DiversifYA: Lilly D’Argenio, part two

LillyHey guys! Today, we welcome Lilly D’Argenio back to the blog! Lilly is a queer pagan YA writer (awesome, no?) and author of RESCUED. She joined us a little while ago to talk about paganism, and she’s back now to talk about being queer! Yay!

Once you’ve read her amazing answers, follow Lilly on Twitter here.

1. How do you identify yourself?

I identify as queer. I am mainly attracted to women, but I have found one guy that I am attracted to.

2. What did it feel like growing up queer?

As a kid, sexuality wasn’t even something I thought about. I was just me. I played with girls and boys alike, and neither made me feel different. It wasn’t until Junior High that I started questioning things. The summer before 6th grade I had gotten my hair cut incredibly short–like Ellen’s. When I started school my classmates chuckled behind their hands and turned to me, asking if I was a lesbian. I had been brought up Christian and my parents never even mentioned the word gay before, though I knew what that was. But until that moment in Junior High, I had never heard the term Lesbian before. I answered no (though I don’t think they believed me), ran home and looked up the definition. That’s when the exploration began.

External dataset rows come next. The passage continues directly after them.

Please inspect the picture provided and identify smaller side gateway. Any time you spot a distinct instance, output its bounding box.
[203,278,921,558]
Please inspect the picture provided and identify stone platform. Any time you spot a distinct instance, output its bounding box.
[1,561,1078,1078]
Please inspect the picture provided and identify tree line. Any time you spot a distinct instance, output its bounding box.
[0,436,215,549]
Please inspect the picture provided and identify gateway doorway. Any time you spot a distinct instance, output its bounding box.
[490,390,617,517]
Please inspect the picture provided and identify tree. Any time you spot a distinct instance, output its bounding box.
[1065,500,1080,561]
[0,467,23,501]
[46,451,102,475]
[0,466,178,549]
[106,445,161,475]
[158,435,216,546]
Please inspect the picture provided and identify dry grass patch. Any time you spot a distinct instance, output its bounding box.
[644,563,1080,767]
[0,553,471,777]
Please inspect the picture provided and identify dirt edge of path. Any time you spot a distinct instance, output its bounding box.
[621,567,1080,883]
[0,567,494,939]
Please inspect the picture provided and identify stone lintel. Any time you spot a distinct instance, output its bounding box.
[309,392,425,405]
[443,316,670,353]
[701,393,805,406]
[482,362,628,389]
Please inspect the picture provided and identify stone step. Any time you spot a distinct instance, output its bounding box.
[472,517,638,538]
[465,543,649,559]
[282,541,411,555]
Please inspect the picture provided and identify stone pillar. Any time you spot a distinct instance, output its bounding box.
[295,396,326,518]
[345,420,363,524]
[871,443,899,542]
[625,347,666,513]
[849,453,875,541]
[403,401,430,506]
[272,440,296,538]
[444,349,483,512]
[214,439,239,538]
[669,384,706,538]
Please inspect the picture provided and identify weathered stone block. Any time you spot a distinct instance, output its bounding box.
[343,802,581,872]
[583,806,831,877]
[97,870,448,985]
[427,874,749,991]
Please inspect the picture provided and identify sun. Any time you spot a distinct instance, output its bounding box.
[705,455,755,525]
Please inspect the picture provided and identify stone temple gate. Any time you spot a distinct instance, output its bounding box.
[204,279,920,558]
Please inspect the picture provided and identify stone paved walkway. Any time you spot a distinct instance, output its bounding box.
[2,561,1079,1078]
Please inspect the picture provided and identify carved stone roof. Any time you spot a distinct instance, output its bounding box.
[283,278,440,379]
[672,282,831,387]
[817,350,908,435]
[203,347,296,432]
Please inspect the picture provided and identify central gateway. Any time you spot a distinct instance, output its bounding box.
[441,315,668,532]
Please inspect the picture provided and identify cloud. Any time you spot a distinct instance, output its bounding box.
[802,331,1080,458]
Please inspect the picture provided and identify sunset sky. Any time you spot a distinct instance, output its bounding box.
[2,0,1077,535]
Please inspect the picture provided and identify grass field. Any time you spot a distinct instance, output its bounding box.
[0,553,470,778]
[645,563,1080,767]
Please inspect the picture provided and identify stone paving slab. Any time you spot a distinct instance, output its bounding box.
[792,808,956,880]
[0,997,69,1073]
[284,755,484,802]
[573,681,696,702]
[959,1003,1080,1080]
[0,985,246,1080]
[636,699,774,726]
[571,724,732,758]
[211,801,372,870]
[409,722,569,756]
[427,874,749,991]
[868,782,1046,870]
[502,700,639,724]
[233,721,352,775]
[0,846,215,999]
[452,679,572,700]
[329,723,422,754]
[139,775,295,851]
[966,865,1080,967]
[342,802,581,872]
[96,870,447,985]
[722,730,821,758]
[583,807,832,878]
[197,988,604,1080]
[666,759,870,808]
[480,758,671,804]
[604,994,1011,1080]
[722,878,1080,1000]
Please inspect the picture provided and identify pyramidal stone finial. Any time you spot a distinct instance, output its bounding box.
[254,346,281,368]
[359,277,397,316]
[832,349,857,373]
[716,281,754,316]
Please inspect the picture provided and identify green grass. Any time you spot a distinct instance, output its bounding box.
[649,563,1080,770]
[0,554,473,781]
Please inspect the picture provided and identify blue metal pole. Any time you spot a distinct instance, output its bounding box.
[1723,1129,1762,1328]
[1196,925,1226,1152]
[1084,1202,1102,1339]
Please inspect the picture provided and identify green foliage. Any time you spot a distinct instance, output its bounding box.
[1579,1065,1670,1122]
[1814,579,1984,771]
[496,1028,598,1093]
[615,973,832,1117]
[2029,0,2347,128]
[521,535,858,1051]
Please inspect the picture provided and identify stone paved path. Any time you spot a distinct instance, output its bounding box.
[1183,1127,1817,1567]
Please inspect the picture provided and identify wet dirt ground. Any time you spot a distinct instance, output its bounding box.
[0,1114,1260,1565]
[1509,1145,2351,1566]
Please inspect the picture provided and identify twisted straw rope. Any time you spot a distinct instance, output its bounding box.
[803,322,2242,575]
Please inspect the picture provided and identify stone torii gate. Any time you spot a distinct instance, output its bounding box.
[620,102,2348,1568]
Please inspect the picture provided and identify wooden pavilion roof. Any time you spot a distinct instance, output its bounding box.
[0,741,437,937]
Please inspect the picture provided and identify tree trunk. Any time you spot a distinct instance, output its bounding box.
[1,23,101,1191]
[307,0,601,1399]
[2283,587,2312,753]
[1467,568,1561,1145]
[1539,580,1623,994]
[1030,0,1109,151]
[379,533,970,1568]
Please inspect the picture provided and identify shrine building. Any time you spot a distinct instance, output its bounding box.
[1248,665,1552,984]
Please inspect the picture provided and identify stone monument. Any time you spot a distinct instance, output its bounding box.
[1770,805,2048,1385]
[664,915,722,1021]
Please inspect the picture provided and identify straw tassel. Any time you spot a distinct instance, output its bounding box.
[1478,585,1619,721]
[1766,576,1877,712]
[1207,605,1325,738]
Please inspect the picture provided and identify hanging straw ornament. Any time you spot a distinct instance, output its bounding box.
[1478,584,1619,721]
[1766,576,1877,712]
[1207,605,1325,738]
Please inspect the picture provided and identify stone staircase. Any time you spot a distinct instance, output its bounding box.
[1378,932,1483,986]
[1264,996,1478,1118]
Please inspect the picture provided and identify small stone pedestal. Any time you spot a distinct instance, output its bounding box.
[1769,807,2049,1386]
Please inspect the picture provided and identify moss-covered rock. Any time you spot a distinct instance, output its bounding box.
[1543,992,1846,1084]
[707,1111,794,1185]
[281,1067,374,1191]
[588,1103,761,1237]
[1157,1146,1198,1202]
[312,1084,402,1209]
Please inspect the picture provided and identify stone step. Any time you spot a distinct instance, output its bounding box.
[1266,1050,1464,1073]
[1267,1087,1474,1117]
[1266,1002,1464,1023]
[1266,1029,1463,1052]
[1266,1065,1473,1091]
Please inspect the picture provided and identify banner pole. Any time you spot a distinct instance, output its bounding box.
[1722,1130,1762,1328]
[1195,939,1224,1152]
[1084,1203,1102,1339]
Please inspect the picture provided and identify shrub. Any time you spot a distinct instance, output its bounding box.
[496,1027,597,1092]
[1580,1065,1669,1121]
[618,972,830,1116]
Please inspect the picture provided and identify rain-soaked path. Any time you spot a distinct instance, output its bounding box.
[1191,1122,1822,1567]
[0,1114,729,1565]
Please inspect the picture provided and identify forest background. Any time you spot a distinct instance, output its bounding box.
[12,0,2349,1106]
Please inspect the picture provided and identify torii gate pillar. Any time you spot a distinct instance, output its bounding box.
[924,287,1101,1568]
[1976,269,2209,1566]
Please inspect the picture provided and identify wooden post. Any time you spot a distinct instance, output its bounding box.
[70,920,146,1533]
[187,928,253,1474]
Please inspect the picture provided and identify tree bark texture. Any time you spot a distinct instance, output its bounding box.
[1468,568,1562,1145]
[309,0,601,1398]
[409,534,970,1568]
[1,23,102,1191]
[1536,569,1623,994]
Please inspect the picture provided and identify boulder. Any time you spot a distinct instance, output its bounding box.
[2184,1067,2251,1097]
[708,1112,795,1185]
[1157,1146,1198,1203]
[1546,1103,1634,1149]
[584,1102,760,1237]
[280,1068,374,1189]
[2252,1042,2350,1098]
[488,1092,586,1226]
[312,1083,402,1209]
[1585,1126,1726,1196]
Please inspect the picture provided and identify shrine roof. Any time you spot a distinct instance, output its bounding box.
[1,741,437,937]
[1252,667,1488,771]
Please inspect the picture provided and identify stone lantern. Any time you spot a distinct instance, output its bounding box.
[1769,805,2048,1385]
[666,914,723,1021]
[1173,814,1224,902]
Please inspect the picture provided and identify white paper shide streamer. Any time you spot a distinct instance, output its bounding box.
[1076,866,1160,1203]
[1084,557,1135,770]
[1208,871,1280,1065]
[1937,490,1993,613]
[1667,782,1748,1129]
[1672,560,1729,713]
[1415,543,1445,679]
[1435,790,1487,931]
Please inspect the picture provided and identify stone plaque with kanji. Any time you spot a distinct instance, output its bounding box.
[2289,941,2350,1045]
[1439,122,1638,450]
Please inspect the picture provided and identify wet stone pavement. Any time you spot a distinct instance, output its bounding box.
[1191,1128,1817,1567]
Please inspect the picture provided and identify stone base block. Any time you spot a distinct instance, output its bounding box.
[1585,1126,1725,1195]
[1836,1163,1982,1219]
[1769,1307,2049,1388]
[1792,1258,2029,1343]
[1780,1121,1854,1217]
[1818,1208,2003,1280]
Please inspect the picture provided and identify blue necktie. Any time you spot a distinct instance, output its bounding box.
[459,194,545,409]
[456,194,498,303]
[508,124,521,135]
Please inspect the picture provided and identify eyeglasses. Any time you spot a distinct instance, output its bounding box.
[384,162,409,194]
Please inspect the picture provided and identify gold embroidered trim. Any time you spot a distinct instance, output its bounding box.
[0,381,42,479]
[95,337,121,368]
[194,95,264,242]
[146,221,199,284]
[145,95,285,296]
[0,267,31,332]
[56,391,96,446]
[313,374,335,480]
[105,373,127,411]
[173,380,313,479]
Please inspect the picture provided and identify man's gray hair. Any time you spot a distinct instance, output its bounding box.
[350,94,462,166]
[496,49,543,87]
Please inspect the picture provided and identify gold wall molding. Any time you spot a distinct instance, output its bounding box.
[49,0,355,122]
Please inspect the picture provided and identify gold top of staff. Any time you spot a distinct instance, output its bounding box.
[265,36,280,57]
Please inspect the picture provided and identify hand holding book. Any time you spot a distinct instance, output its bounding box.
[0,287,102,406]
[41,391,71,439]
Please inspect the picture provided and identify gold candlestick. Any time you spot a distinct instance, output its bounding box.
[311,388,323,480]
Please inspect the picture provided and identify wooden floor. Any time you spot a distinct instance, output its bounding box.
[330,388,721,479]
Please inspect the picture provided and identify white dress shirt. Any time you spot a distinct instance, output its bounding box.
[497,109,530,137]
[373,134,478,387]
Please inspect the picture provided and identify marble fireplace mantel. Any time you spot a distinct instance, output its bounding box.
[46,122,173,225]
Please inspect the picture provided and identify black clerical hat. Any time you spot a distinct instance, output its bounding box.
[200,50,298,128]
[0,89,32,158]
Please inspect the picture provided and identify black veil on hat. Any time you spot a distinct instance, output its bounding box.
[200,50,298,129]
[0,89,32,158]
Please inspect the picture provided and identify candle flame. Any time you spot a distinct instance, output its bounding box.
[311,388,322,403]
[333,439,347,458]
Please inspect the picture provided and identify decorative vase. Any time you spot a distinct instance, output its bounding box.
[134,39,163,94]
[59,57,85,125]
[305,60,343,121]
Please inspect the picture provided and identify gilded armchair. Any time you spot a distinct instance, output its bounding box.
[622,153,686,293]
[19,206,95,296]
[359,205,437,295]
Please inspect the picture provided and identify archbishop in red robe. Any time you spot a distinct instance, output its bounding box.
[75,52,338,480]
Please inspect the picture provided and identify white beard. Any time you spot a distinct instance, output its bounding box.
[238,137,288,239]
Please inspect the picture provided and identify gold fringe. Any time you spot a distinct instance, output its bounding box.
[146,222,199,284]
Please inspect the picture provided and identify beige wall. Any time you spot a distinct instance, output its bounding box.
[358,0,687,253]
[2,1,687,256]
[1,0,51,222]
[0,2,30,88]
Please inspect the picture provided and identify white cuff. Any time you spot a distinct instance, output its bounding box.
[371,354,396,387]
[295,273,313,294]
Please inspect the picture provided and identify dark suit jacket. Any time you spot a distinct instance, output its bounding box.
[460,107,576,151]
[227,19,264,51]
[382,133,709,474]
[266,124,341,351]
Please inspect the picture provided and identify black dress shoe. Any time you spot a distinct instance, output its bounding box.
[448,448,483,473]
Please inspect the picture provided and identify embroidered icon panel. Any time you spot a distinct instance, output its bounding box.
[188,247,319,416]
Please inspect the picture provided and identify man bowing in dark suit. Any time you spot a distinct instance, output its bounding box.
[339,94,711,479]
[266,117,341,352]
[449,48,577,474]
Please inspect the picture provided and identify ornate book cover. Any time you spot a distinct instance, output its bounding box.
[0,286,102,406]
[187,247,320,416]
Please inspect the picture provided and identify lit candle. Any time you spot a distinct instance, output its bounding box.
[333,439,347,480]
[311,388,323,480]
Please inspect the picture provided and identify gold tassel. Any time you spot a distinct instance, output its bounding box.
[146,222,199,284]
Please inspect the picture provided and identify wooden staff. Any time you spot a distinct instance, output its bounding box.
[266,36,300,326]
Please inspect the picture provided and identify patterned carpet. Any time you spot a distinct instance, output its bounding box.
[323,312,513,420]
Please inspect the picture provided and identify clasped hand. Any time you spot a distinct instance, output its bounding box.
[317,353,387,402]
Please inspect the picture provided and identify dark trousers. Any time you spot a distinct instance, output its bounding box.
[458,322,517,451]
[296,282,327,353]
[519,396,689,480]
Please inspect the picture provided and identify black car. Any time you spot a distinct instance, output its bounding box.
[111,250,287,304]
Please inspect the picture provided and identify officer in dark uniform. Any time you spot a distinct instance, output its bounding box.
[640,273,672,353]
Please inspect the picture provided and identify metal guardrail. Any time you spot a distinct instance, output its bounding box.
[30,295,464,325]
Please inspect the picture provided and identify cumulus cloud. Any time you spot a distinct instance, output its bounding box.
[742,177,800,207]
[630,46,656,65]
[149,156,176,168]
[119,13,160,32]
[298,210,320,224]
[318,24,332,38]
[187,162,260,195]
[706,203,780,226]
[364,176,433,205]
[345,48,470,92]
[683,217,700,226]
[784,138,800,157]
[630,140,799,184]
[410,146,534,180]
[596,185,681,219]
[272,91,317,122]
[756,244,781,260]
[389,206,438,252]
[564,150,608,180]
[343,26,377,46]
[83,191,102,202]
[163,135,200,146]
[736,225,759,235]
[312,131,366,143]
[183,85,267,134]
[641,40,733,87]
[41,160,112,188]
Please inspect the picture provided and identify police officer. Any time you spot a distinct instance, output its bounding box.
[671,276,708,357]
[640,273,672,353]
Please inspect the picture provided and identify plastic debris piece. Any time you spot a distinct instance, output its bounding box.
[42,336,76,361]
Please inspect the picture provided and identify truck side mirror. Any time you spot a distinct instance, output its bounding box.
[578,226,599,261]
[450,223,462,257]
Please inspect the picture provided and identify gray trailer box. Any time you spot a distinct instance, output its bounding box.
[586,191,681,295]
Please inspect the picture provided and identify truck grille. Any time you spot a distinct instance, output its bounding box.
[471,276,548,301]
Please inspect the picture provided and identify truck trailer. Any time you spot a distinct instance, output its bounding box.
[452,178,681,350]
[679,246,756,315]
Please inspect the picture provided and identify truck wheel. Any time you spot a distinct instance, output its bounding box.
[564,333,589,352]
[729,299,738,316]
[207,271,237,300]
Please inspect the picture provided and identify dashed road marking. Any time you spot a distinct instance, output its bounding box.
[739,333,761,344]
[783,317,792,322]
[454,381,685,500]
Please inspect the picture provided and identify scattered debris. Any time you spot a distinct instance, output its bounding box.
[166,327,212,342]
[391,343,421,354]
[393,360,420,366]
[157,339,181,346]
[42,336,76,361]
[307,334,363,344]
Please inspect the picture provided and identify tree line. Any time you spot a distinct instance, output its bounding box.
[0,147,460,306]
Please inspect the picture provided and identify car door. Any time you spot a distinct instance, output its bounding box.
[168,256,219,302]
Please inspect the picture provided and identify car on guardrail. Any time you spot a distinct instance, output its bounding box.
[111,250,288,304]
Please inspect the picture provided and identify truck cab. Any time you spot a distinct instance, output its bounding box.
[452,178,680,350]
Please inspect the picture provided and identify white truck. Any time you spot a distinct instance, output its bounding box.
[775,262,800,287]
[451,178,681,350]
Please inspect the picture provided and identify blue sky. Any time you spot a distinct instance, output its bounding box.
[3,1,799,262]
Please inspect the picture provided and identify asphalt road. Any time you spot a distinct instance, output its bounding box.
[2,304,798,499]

In High School, while watching a Britney Spears video, I finally admitted to myself that I was, in fact, attracted to women. I panicked at first, because my family so heavily frowned upon gay people. When I went to school, I encountered people teasing the openly bisexual girl. I felt sorry for her, and wanted to talk to her just to have someone that could relate to what I was going through. But I was scared to. I’d already been through years of teasing; I didn’t want to bring on more.

3. What are the biggest challenges? Conversely, what are the quirks/perks?

One of the biggest challenges is just being seen as a normal human being. People look at a LGBTQ person and that is all they see. They see us as just being gay, lesbian, or bi and don’t realize there is so much more to us.

This is obvious, but probably the biggest challenge is just being free to love who you love. Even if you live in one of the twelve states that allows same sex marriage, you can still encounter homophobia if you go out with your partner (of the same gender) and hold hands or kiss or do any kind of “couple” thing.

A perk would be that being in the LGBTQ community tends to make people more open minded. We tend to be a little more accepting, I think, of other people’s differences. For example, if someone is Pagan, or Muslim. We don’t just see the person’s religion–we see the person and accept them as they are.

I’d count the community itself as a perk as well. If you’re involved in an LGBTQ community, you have a support group at your back. There’s always someone there that can understand the trials and pitfalls of being LGBTQ. And sometimes that’s the greatest thing.

4. What do you wish people knew about being queer?

That being queer isn’t the sum of who we are. Yes, I’m attracted to girls. But I’m also a writer, a gardener, Pagan, nerdfighter, gamer and roleplayer.

5. What are the biggest cliches/stereotypes you’ve seen?

The overly feminine gay man, or the butch woman.

Recently, my grandmother’s boyfriend saw on his granddaughter’s Facebook that she was married to a friend that was a girl. Alarmed, he came and asked me if she “looked gay”. I told him honestly, “I don’t know. There isn’t really a ‘gay look’. Lesbians can be as feminine as Princess Diana or as butch as Hulk Hogan.”

BONUS: What is your advice for writers writing diverse characters?

Don’t make the thing that makes them diverse the totality of their make up. A lesbian should have far more to her than just being attracted to other girls. Is she into sports or prom dresses…or both? Is she Christian, Pagan, Zoroastrian? Does she love or hate animals? Have allergies?